Im ersten Moment wurden die Namenaktien von Dufry zwar für die Synergien aus den beiden milliardenschweren Firmenkäufen mit Kursavancen belohnt. Mittlerweile häufen sich allerdings die kritischen Stimmen. Diese warnen davor, dass sich das Unternehmen übernommen haben könnte.

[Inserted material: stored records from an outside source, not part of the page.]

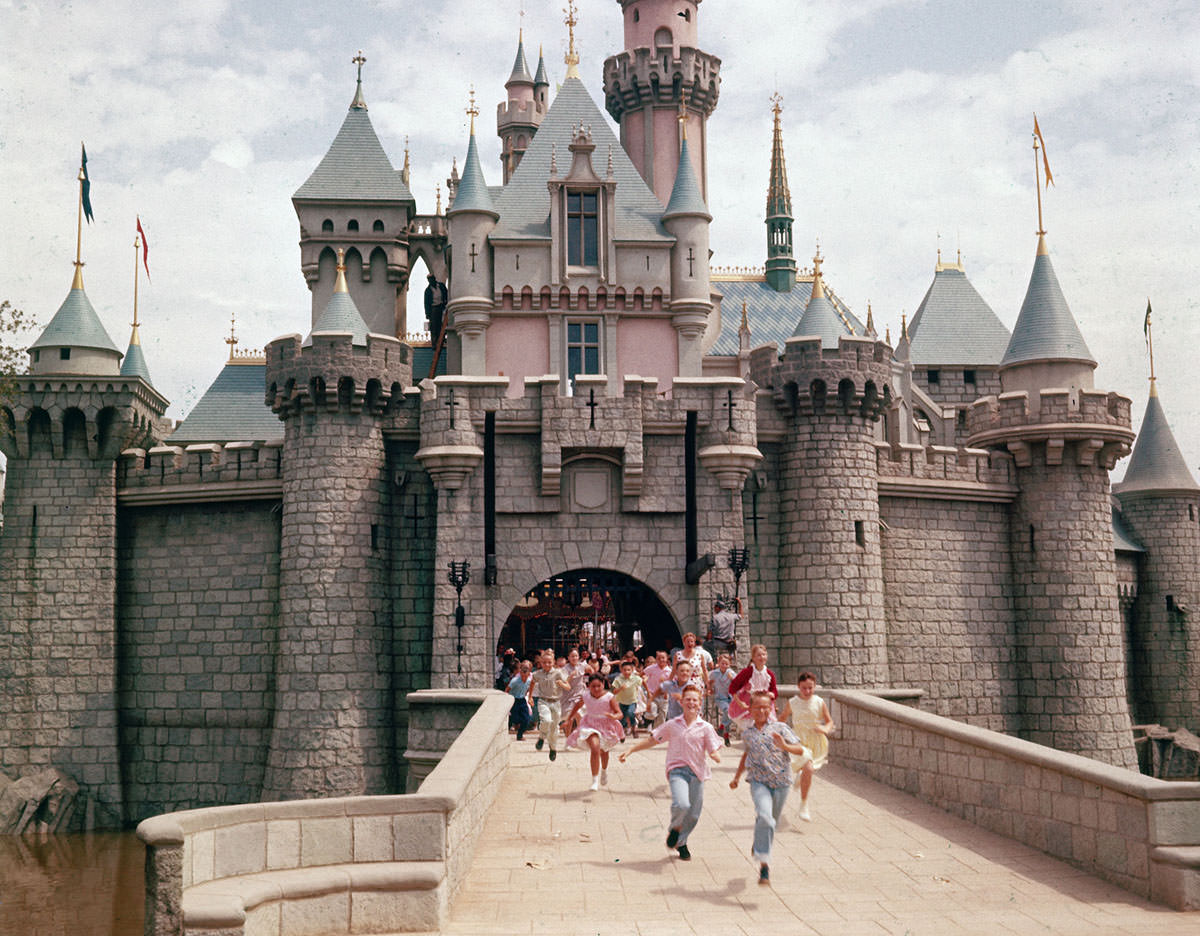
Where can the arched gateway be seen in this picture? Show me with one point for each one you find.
(598, 607)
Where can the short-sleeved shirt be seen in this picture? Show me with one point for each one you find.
(767, 763)
(545, 684)
(625, 690)
(688, 744)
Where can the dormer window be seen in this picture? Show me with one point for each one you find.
(582, 229)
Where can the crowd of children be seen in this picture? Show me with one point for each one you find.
(665, 696)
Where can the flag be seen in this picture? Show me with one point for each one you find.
(85, 191)
(1045, 161)
(145, 249)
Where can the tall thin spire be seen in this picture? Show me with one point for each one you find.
(780, 264)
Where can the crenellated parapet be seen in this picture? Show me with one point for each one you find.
(813, 381)
(646, 77)
(70, 417)
(1095, 423)
(334, 373)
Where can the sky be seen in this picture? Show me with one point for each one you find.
(906, 126)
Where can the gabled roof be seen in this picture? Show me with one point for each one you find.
(76, 325)
(955, 325)
(772, 315)
(1045, 329)
(355, 167)
(1157, 463)
(685, 196)
(525, 203)
(232, 409)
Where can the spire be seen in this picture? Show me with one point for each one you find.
(780, 264)
(520, 67)
(359, 102)
(573, 57)
(340, 313)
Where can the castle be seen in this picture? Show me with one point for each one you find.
(234, 609)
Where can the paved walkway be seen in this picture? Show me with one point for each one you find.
(556, 858)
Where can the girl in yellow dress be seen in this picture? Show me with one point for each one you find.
(810, 719)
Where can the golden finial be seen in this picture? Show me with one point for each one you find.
(472, 111)
(573, 57)
(232, 341)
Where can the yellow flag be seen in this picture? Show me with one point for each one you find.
(1045, 162)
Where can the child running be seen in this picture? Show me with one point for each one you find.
(689, 739)
(767, 766)
(599, 729)
(810, 719)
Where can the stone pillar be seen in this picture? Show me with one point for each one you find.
(58, 575)
(333, 727)
(831, 567)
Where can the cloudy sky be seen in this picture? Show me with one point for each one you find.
(907, 125)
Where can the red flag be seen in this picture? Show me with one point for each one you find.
(145, 249)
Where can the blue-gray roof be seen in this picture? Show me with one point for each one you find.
(525, 204)
(955, 325)
(1157, 463)
(355, 168)
(772, 316)
(135, 361)
(341, 316)
(473, 193)
(1045, 329)
(685, 196)
(232, 409)
(76, 325)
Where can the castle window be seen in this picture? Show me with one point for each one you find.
(582, 348)
(582, 229)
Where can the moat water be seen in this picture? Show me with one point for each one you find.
(71, 885)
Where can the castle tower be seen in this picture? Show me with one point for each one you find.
(63, 435)
(519, 117)
(780, 263)
(687, 217)
(471, 219)
(660, 71)
(1161, 502)
(333, 731)
(354, 201)
(1065, 438)
(831, 388)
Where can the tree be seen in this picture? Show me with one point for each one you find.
(13, 359)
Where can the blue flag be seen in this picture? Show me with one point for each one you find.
(85, 190)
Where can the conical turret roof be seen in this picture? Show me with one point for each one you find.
(1157, 463)
(1045, 329)
(685, 196)
(955, 325)
(355, 167)
(76, 324)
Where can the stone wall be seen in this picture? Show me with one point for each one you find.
(198, 599)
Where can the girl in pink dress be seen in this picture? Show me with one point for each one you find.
(599, 729)
(755, 678)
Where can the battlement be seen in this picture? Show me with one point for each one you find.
(335, 373)
(640, 77)
(204, 472)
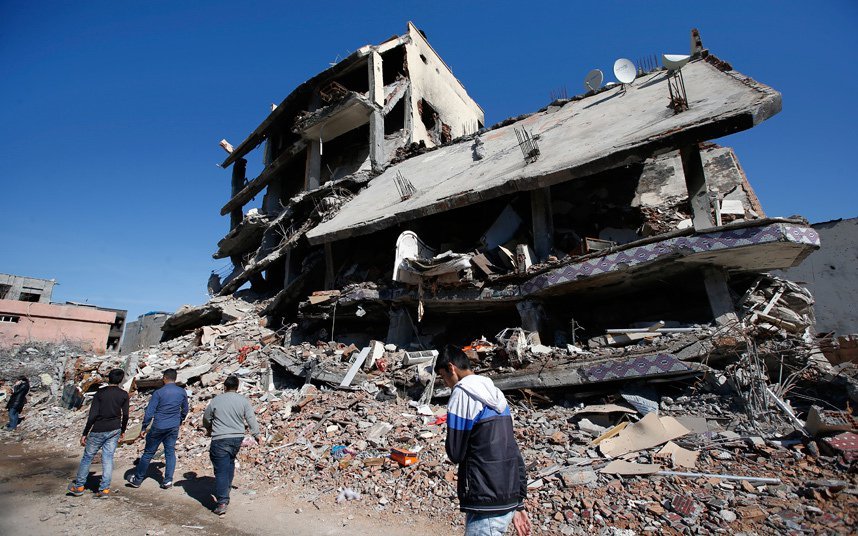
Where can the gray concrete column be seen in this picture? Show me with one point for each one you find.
(376, 120)
(698, 189)
(534, 318)
(723, 310)
(399, 331)
(313, 176)
(239, 171)
(543, 222)
(329, 266)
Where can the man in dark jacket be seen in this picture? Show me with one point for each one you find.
(225, 419)
(105, 428)
(16, 402)
(492, 481)
(168, 407)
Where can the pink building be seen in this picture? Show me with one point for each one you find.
(22, 322)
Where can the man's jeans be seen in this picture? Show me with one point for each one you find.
(222, 453)
(487, 524)
(95, 441)
(14, 419)
(154, 438)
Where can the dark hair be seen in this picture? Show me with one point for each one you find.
(452, 355)
(115, 376)
(231, 383)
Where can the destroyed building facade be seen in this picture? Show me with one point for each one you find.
(609, 209)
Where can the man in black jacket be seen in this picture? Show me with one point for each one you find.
(492, 483)
(105, 428)
(16, 402)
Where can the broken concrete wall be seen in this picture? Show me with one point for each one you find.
(29, 289)
(662, 188)
(831, 275)
(434, 83)
(143, 332)
(86, 327)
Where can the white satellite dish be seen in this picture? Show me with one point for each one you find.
(625, 70)
(593, 80)
(674, 62)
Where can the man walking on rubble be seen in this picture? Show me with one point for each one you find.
(492, 479)
(225, 419)
(105, 428)
(16, 402)
(168, 407)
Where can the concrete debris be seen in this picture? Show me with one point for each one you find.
(322, 439)
(626, 273)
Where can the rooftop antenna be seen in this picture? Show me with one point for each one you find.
(675, 81)
(625, 71)
(593, 80)
(528, 145)
(404, 186)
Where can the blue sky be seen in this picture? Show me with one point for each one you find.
(112, 111)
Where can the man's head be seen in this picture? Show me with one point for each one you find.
(452, 365)
(115, 376)
(231, 383)
(170, 376)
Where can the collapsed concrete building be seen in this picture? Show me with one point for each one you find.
(599, 260)
(389, 205)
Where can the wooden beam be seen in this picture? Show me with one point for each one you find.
(256, 185)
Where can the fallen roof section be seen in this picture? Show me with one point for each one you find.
(609, 129)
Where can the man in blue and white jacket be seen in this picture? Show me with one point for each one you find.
(492, 482)
(167, 408)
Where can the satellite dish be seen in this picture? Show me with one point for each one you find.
(593, 80)
(674, 62)
(625, 70)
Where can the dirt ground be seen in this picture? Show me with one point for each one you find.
(33, 500)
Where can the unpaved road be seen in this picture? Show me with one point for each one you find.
(33, 501)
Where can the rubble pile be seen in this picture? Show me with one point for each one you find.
(718, 448)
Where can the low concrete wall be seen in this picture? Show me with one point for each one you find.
(831, 275)
(21, 322)
(143, 332)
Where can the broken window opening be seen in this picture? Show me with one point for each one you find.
(597, 207)
(355, 80)
(393, 65)
(291, 178)
(665, 293)
(428, 115)
(345, 154)
(395, 120)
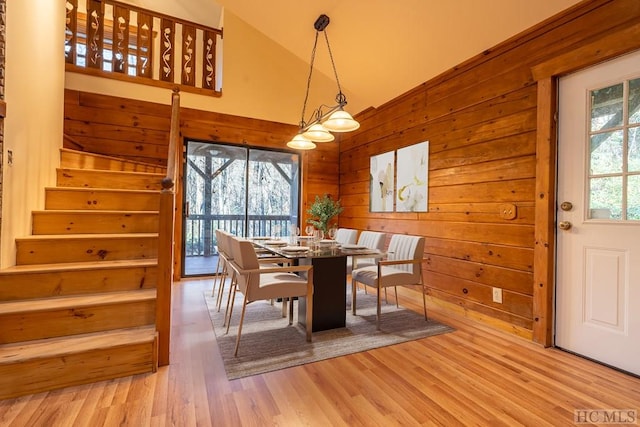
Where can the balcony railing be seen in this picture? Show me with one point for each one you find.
(200, 237)
(120, 41)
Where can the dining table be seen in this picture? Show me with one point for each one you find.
(329, 261)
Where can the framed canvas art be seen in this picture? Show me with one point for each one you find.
(381, 172)
(412, 181)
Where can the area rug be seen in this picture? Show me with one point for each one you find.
(268, 343)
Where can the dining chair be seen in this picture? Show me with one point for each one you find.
(266, 283)
(402, 267)
(370, 240)
(346, 236)
(224, 257)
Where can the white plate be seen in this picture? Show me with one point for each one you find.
(294, 249)
(275, 242)
(352, 246)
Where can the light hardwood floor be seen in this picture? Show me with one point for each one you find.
(473, 376)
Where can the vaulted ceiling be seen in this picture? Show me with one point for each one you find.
(383, 49)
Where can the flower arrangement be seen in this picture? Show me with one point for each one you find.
(322, 211)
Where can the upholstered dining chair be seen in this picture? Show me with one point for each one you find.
(402, 267)
(260, 283)
(346, 236)
(370, 240)
(224, 257)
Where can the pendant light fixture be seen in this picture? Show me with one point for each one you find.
(325, 119)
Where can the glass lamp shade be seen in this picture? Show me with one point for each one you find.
(340, 121)
(299, 142)
(318, 133)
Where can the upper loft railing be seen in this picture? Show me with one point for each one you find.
(124, 42)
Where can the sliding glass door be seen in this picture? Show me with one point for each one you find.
(245, 191)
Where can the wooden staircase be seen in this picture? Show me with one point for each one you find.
(80, 305)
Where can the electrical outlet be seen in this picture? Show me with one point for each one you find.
(497, 295)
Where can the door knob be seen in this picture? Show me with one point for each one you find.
(566, 206)
(564, 225)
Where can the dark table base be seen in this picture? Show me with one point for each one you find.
(329, 293)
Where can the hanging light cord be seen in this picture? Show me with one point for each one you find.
(340, 98)
(306, 95)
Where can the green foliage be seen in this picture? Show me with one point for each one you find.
(322, 211)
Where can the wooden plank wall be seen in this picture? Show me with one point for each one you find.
(481, 120)
(139, 130)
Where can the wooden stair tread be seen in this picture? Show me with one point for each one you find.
(46, 304)
(111, 172)
(85, 236)
(86, 212)
(102, 190)
(61, 267)
(60, 346)
(116, 159)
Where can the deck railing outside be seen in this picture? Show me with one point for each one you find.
(200, 229)
(121, 41)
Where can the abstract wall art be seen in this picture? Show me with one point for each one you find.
(412, 181)
(381, 174)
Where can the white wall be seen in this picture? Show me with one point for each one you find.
(33, 126)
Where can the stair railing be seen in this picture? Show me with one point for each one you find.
(116, 40)
(166, 236)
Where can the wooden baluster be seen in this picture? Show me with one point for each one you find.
(188, 55)
(71, 30)
(167, 49)
(144, 66)
(120, 46)
(95, 33)
(209, 60)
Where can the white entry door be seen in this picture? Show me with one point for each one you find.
(598, 220)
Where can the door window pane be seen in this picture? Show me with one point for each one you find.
(606, 107)
(634, 101)
(605, 198)
(633, 197)
(273, 193)
(245, 191)
(614, 152)
(634, 150)
(606, 153)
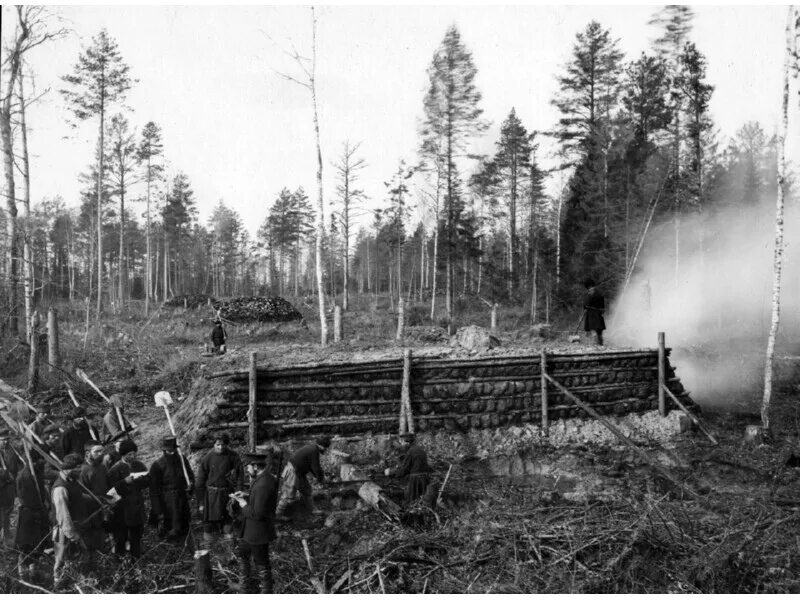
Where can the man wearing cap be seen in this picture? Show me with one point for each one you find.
(294, 477)
(258, 525)
(218, 337)
(111, 426)
(94, 476)
(10, 465)
(70, 510)
(415, 465)
(594, 306)
(33, 524)
(76, 435)
(127, 517)
(169, 499)
(220, 473)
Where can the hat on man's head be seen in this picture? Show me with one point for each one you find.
(222, 437)
(127, 445)
(255, 458)
(71, 461)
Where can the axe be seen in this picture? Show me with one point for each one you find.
(88, 424)
(164, 399)
(85, 377)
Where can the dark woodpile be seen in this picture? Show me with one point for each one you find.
(456, 395)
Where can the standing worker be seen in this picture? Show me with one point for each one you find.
(169, 492)
(415, 465)
(294, 478)
(594, 307)
(258, 525)
(220, 473)
(218, 337)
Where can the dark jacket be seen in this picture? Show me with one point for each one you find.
(129, 511)
(595, 306)
(73, 440)
(218, 476)
(306, 460)
(258, 523)
(9, 468)
(33, 524)
(168, 496)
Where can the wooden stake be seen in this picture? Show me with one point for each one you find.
(337, 323)
(662, 370)
(543, 369)
(592, 412)
(53, 355)
(252, 410)
(694, 419)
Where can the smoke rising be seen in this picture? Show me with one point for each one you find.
(716, 314)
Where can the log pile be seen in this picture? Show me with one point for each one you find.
(257, 308)
(455, 395)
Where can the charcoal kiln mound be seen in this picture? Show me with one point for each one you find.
(454, 395)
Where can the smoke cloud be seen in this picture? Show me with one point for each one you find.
(716, 312)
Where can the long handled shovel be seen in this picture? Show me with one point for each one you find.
(164, 399)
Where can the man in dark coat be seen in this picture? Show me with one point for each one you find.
(94, 476)
(129, 478)
(218, 338)
(258, 525)
(70, 509)
(169, 498)
(220, 474)
(76, 435)
(33, 523)
(294, 477)
(415, 465)
(594, 307)
(10, 466)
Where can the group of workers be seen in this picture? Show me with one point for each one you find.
(76, 493)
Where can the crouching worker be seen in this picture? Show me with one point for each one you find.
(294, 479)
(71, 509)
(258, 526)
(415, 465)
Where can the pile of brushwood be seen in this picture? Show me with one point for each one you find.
(189, 301)
(257, 308)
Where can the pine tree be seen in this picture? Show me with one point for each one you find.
(452, 117)
(99, 79)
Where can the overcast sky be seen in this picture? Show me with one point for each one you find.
(207, 76)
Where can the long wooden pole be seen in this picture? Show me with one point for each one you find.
(613, 429)
(662, 374)
(252, 409)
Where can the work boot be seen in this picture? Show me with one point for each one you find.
(265, 580)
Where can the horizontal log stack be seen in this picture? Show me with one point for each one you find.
(456, 395)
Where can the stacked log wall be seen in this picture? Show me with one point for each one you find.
(353, 399)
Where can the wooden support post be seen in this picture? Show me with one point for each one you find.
(252, 412)
(337, 323)
(53, 355)
(545, 415)
(401, 317)
(405, 392)
(33, 358)
(662, 374)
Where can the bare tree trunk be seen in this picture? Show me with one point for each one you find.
(323, 325)
(778, 254)
(27, 254)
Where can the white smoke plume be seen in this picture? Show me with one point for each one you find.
(716, 315)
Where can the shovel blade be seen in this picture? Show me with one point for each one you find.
(163, 398)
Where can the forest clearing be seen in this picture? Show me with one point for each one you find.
(528, 334)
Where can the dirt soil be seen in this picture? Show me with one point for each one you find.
(518, 514)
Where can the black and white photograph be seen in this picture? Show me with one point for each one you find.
(400, 299)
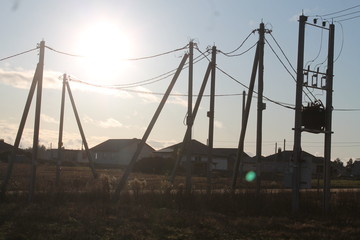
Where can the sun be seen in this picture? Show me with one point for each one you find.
(105, 47)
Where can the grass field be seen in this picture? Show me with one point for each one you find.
(84, 208)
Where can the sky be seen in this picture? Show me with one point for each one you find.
(99, 37)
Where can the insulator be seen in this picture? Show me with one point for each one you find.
(323, 82)
(313, 117)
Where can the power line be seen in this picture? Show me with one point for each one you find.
(155, 79)
(282, 63)
(239, 54)
(342, 42)
(344, 15)
(228, 53)
(347, 19)
(144, 92)
(285, 105)
(18, 54)
(287, 59)
(344, 10)
(127, 59)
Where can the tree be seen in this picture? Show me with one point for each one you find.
(349, 165)
(338, 162)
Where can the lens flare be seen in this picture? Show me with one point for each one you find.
(250, 176)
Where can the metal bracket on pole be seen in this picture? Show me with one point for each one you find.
(195, 110)
(239, 157)
(140, 146)
(88, 153)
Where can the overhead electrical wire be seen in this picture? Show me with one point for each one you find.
(282, 63)
(229, 53)
(320, 48)
(347, 19)
(342, 41)
(344, 10)
(18, 54)
(285, 105)
(287, 59)
(157, 78)
(144, 92)
(239, 54)
(126, 59)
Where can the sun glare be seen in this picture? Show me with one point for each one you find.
(106, 47)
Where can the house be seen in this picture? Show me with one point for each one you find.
(6, 150)
(68, 155)
(119, 152)
(355, 170)
(281, 165)
(223, 159)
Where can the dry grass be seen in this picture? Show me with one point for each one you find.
(83, 208)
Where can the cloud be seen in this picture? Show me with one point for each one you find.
(48, 119)
(218, 124)
(295, 17)
(22, 78)
(178, 100)
(48, 138)
(159, 144)
(147, 95)
(108, 123)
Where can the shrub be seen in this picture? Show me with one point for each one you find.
(154, 165)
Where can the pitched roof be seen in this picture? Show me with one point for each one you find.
(5, 147)
(287, 156)
(114, 145)
(202, 149)
(196, 146)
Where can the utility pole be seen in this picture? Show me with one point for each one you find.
(189, 119)
(37, 122)
(260, 106)
(88, 154)
(245, 118)
(328, 122)
(61, 127)
(211, 114)
(188, 129)
(20, 130)
(140, 146)
(298, 107)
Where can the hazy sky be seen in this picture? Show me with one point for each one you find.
(107, 32)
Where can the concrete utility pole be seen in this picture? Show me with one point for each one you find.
(39, 68)
(61, 127)
(140, 146)
(211, 114)
(245, 118)
(88, 153)
(188, 129)
(189, 119)
(260, 106)
(328, 122)
(298, 108)
(37, 122)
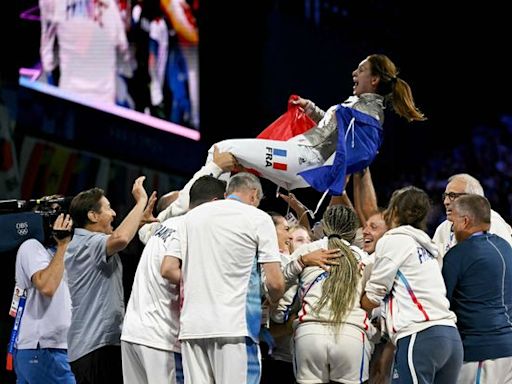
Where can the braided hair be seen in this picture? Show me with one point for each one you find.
(340, 224)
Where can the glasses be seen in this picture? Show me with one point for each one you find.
(452, 195)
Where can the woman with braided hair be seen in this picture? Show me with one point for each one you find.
(345, 139)
(332, 332)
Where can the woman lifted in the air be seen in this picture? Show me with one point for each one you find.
(344, 140)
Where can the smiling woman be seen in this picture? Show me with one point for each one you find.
(344, 140)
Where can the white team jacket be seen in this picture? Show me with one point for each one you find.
(407, 278)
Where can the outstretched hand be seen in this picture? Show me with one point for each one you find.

Mit vorteilhaften Konditionen der geplanten Aktienemission für die Teilfinanzierung des Angebots für World Duty Free gelang es den Baslern zuletzt, die eigenen Aktionäre versöhnlich zu stimmen. Sowieso haben sich mit GIC, Qatar Investment Authority und Temasek bereits drei finanzkräftige Investoren längst bereit erklärt, im grossen Stil an der Kapitalerhöhung teilzunehmen.

In einem Kommentar aus dem Hause J.P. Morgan wird der Leser auf einen weiteren positiven Aspekt der Kapitalerhöhung aufmerksam gemacht. Letztere könnte nämlich schon Ende Juni zu einer ausserordentlichen Aufnahme in die vielbeachteten Aktienindizes von MSCI führen, so schreibt der Verfasser. Der Experte errechnet, dass indexorientierte Investoren in der Folge zwischen 1,8 und 2,1 Millionen Aktien erwerben müssten, was einem durchschnittlichen Volumen von bis zu 14 Handelstagen entsprechen würde.

Für mehr als eine kurzfristige Handelsempfehlung bieten sich die Papiere von Dufry jedoch nicht an. Nach mehreren Ergebnisenttäuschungen in Folge muss das Unternehmen nämlich zuerst den Beweis antreten, dass es aus den beiden Grossübernahmen auch wirklich Aktionärswerte schöpfen kann.